L'enfant se remémore les paroles : "Je suis content d'avoir misé sur toi", ainsi que les transactions d'argent effectuées entre lui et son père, et entre lui et le prêtre de Cybèle.

  • J’imagine que vous n’avez pas fait tout ça par bonté d’âme.
  • Evidemment que non… Barbier est un beau métier, mais cela ne rapporte pas suffisamment. Il me faut quelques à-côtés… Vois-tu, les eunuques sont très prisés par les riches familles. Et ils valent d’autant plus cher qu’ils ont été castrés dans les règles de l’art, dans le respect des rites anciens, sous la protection de Cybèle.

Le barbier sort de sa trousse un rouleau de parchemin et le brandit comme un glaive.

  • Avec ce certificat que j’ai acquis pour un prix exorbitant - ces religieux sont d’une cupidité sans nom - ta valeur a quadruplé. Tu es devenu un spadone de luxe ! Si tes bourses sont vides, pardonne-moi l’expression, les miennes vont se remplir quand je t’aurai vendu à ton nouveau maître ! Heureusement, ton père n’a pas cherché à négocier ma proposition, cela m’a permis de faire quelques économies. Quand j’y pense, j’ai été idiot. Je regrette de ne pas lui avoir proposé moins, peut-être même qu’il t’aurait vendu pour une poignée de lentilles, ou pour rien, il avait l’air de vouloir se débarrasser de toi. Pour être parfaitement sincère, c’est une bonne chose que tu te sois éloigné de lui. Un jour, il aurait fini par te tuer, j’ai vraiment l’impression qu’il te haïssait du plus profond de lui-même et qu’il espérait apprendre ta mort après l’opération.

L’enfant baisse les yeux, des souvenirs remontent à la surface. Entre deux gifles, son père ne cessait de le rabaisser et de l’accuser d’avoir tué sa mère à sa naissance. Il repense aux coups de fouets, aux brimades, aux humiliations, aux jours sans manger, enfermé dans une pièce sombre, à attendre une main tendue pour le relever. Soudainement, les marques rouges sur ses fesses et sur son dos semblent brûler ses chairs à nouveau.

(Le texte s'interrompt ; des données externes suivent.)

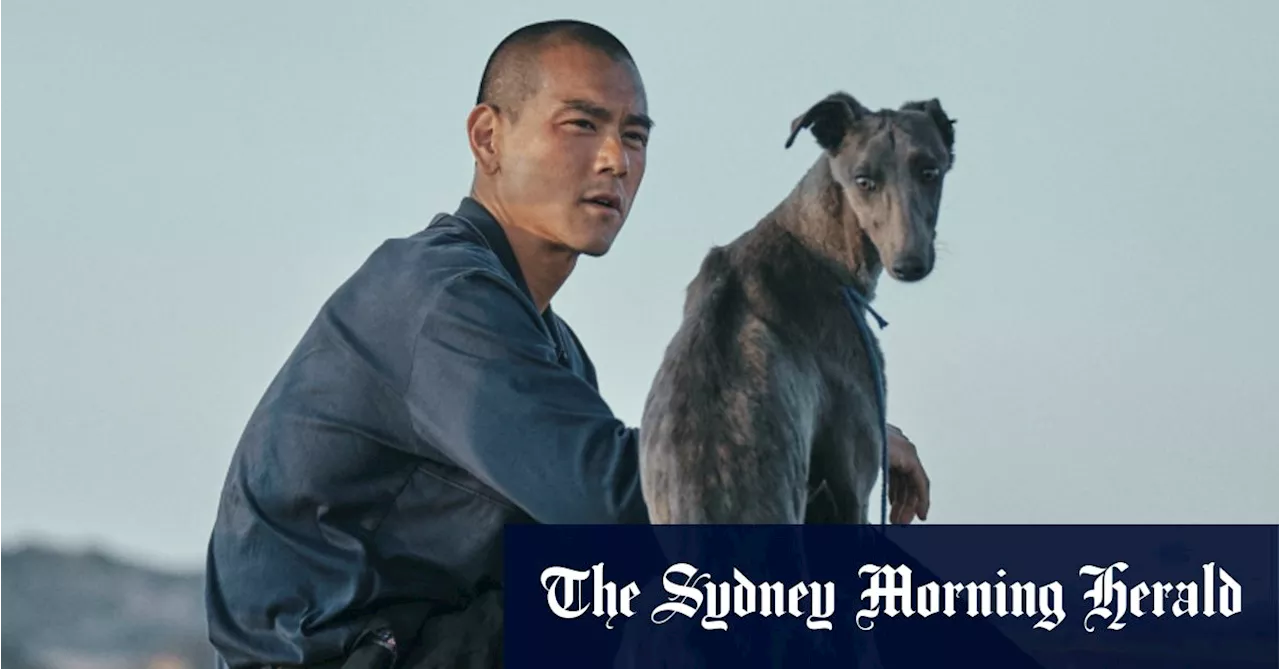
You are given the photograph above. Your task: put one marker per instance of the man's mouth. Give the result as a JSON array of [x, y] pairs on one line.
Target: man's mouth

Le barbier passe sa main dans les cheveux de l’enfant.

  • Rien ne sert de s'apitoyer. Comme on dit, “amor fati”, aime ta destinée. Ah, j’oubliais, j’ai deux cadeaux pour toi.

Il lui tend un pendentif argenté en forme de croissant de lune.

  • Voici le premier présent, il est matériel. Le symbole de Cybèle t’accompagnera partout où tu iras. La déesse te protègera, elle sait se montrer généreuse. Ton deuxième cadeau est plus spécial, plus spirituel. Les prêtres t’ont donné un nouveau nom, pour symboliser ta renaissance sous la protection d’Attis et de Cybèle. Désormais, tu t’appelleras Halotus, l’auréolé.